Jacobs, who turns 69 this month, grew up in a semi-detached house in the Fallstaff neighborhood of Baltimore. He went to Northwestern High School, followed by the University of Maryland College Park. His parents were “card-carrying Socialists” and the family was not affiliated with any synagogue, he said, but today, he and Lisa — his high school sweetheart and wife of 46 years — are members of Ner Tamid. They live six blocks away from his childhood home, and their two daughters live in Baltimore and Frederick with their respective families.

His first full-time position as a journalist was with The Prince George’s Journal from 1976 to 1982; he also freelanced for The Washington Post’s sports department.
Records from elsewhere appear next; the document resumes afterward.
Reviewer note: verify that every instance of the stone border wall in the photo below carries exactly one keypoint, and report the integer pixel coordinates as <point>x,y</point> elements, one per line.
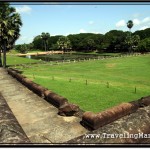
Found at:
<point>97,120</point>
<point>65,108</point>
<point>89,119</point>
<point>10,130</point>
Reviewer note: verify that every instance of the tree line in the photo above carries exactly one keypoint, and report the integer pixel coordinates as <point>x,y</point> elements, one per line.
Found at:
<point>112,41</point>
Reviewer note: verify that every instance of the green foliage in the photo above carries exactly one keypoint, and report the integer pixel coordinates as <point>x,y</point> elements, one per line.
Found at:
<point>130,24</point>
<point>10,23</point>
<point>144,45</point>
<point>143,33</point>
<point>64,43</point>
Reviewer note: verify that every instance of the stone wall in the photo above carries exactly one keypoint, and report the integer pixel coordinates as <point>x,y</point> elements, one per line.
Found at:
<point>10,130</point>
<point>65,108</point>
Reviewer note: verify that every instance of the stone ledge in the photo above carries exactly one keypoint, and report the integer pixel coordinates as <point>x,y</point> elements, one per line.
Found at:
<point>95,121</point>
<point>50,96</point>
<point>10,129</point>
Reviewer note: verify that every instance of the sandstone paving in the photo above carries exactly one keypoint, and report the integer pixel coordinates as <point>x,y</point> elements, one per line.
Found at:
<point>38,118</point>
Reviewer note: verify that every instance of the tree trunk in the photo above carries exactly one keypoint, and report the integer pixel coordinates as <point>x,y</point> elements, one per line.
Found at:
<point>0,58</point>
<point>4,55</point>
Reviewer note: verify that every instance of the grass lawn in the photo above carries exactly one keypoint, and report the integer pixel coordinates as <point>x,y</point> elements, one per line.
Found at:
<point>109,81</point>
<point>15,60</point>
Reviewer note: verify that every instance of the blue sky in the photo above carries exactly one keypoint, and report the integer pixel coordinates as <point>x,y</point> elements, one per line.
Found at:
<point>58,19</point>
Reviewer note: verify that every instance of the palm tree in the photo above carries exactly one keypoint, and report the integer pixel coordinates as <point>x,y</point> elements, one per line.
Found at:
<point>10,23</point>
<point>45,37</point>
<point>130,25</point>
<point>64,43</point>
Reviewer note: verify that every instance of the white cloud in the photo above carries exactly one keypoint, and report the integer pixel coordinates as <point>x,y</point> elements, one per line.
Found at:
<point>136,22</point>
<point>82,31</point>
<point>24,39</point>
<point>24,9</point>
<point>136,15</point>
<point>91,22</point>
<point>144,27</point>
<point>121,23</point>
<point>145,20</point>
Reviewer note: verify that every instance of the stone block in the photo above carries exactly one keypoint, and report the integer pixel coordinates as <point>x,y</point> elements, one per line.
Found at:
<point>54,98</point>
<point>95,121</point>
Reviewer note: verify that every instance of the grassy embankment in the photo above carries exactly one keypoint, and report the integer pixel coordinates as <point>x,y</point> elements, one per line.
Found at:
<point>109,81</point>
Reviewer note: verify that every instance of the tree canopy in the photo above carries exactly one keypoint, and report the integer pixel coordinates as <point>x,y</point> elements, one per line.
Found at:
<point>10,23</point>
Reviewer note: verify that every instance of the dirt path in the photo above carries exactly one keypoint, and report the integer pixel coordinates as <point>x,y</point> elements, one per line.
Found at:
<point>38,118</point>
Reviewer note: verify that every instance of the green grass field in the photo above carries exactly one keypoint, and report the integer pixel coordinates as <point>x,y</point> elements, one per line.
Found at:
<point>109,81</point>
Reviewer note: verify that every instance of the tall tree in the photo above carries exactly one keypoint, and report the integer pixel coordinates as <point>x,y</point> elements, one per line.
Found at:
<point>64,43</point>
<point>130,25</point>
<point>10,23</point>
<point>45,37</point>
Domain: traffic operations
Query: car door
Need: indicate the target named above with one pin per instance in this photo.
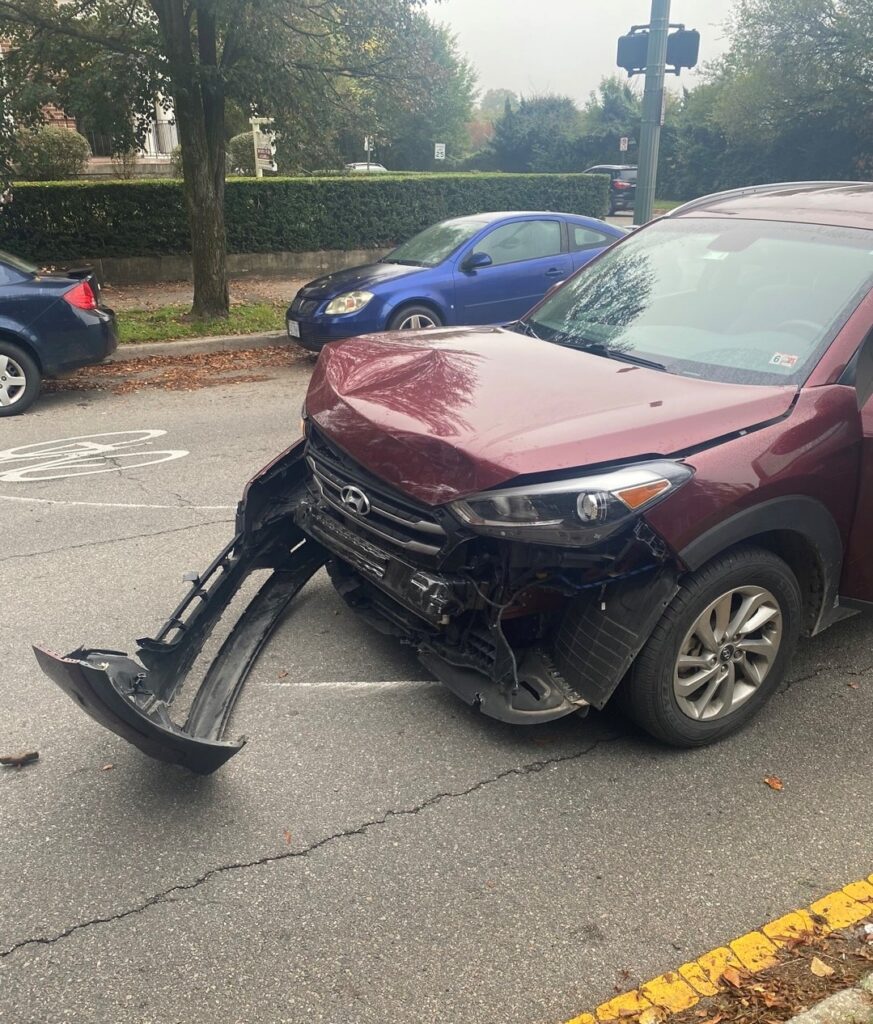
(857, 581)
(527, 257)
(585, 243)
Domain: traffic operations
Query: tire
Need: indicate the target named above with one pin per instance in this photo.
(668, 698)
(426, 316)
(19, 379)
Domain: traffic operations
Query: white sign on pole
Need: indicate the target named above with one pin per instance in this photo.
(263, 146)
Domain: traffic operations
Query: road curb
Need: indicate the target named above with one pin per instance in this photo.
(852, 1006)
(679, 990)
(193, 346)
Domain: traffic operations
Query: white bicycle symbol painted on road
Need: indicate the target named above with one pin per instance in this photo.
(83, 456)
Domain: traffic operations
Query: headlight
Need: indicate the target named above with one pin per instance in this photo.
(572, 513)
(351, 302)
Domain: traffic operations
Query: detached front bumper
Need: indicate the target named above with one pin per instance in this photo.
(133, 698)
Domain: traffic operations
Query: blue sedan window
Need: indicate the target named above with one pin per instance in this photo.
(522, 240)
(433, 245)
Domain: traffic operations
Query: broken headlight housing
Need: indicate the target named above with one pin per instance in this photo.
(576, 512)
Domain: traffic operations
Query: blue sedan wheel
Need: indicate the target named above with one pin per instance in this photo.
(413, 318)
(19, 380)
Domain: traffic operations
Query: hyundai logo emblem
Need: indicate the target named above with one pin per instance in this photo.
(355, 500)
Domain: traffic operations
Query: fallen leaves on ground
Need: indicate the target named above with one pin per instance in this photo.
(810, 969)
(820, 969)
(18, 760)
(179, 373)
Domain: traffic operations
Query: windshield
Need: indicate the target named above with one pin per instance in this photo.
(434, 244)
(741, 301)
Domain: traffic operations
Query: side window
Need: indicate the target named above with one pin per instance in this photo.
(586, 238)
(524, 240)
(8, 275)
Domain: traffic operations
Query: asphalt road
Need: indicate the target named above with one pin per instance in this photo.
(378, 852)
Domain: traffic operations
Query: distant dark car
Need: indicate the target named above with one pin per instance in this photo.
(49, 325)
(622, 184)
(488, 268)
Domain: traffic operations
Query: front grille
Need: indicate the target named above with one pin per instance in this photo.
(396, 521)
(304, 307)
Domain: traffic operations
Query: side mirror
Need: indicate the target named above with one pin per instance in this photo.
(476, 261)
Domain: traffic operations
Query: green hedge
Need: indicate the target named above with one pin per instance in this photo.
(69, 220)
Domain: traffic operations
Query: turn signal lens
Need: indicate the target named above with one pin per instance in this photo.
(636, 498)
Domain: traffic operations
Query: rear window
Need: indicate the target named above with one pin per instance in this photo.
(14, 263)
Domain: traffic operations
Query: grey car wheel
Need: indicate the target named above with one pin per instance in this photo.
(728, 653)
(718, 651)
(413, 318)
(19, 380)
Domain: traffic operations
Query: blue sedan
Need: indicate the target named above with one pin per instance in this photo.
(488, 268)
(49, 325)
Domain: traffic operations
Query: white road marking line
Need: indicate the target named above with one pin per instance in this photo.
(118, 505)
(360, 684)
(84, 455)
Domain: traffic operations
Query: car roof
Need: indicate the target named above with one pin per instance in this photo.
(839, 204)
(493, 215)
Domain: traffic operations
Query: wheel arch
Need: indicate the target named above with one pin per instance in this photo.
(797, 528)
(23, 342)
(429, 303)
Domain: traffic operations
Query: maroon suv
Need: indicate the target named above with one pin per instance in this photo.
(646, 488)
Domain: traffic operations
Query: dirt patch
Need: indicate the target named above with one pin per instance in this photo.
(811, 969)
(180, 373)
(246, 290)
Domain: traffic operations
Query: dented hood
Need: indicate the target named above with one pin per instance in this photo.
(442, 414)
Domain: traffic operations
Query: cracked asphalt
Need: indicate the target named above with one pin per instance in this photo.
(378, 852)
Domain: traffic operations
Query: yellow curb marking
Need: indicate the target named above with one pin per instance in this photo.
(754, 951)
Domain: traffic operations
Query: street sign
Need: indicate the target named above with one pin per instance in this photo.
(263, 146)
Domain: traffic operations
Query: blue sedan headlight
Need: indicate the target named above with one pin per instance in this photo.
(351, 302)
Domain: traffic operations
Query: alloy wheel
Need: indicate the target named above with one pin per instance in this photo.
(12, 380)
(728, 653)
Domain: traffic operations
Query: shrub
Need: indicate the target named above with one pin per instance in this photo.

When he began his tenure as assistant editor at the JT in 1982, it was under editor Gary Rosenblatt and publisher Chuck Berger. “They had assembled some really fine journalists, and it wasn’t to do business as usual,” said Jacobs. “This was a serious staff being put together to cover local news and to get good, in-depth coverage.”

“I started doing stories at a time when people would say to me, ‘You’re not going to put that in the paper?’ You know, after you just spent an hour-and-a-half with them taking notes,” he said wryly. “So we had to kind of educate our public that this was what we were about: Yeah, we were holding a notebook in front of you with a pen in our hands because this was going to be an on-the-record conversation.”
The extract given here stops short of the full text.